- The Japan Neurosurgical Society
- Neurologia medico-chirurgica (ISSN:04708105)
- pp.oa.2020-0309, (Released:2020-12-29)
Gliomas are sometimes difficult to differentiate from strokes and are often misdiagnosed on magnetic resonance imaging (MRI); thus, the terms “stroke mimics” and “stroke chameleons” have been introduced. In this study, we analyzed stroke mimics and stroke chameleons in glioma and discussed the diagnostic perplexity.We retrospectively reviewed cases that were removed from lesions that were considered to be brain tumors. This study enrolled 214 patients who underwent tumor resection for suspected glioma. Clinical characteristics and radiological findings of the patients were compared between the masquerade findings group, which was further divided into two groups: the stroke chameleons and stroke mimics according to their final diagnosis, and the intelligible findings group.Stroke chameleons and stroke mimics were significantly higher in age and smaller in lesion size than the intelligible findings group. In the multivariate analysis, the predictive factor of the masquerade finding group was higher age and smaller size. Stroke mimics group has a tendency to be higher rate of hyperintensity lesion on diffusion-weighted imaging (DWI) compared with stroke chameleons group.
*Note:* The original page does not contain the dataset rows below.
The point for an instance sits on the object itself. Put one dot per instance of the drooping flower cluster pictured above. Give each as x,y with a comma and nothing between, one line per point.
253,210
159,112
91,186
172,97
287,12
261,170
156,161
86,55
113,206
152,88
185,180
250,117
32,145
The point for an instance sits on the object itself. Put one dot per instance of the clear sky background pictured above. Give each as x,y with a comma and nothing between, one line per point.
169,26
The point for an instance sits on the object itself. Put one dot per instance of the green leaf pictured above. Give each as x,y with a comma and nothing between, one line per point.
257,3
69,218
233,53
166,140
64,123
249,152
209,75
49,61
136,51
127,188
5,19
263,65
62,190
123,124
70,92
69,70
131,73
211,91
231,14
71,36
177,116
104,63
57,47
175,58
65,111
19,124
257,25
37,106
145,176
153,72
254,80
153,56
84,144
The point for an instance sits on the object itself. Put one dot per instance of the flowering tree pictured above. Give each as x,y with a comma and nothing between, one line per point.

The average period from initial diagnosis to pathological diagnosis was 13.50 days in the stroke chameleons and 61.50 days in the stroke mimics, which proved significantly different.Proper diagnosis of glioma and stroke affects a patient’s prognosis, and should be diagnosed as soon as possible. However, stroke mimics and stroke chameleons caused by glioma can occur. Thus, the diagnosis of a stroke should take into consideration the possibility of a glioma in real clinical situations.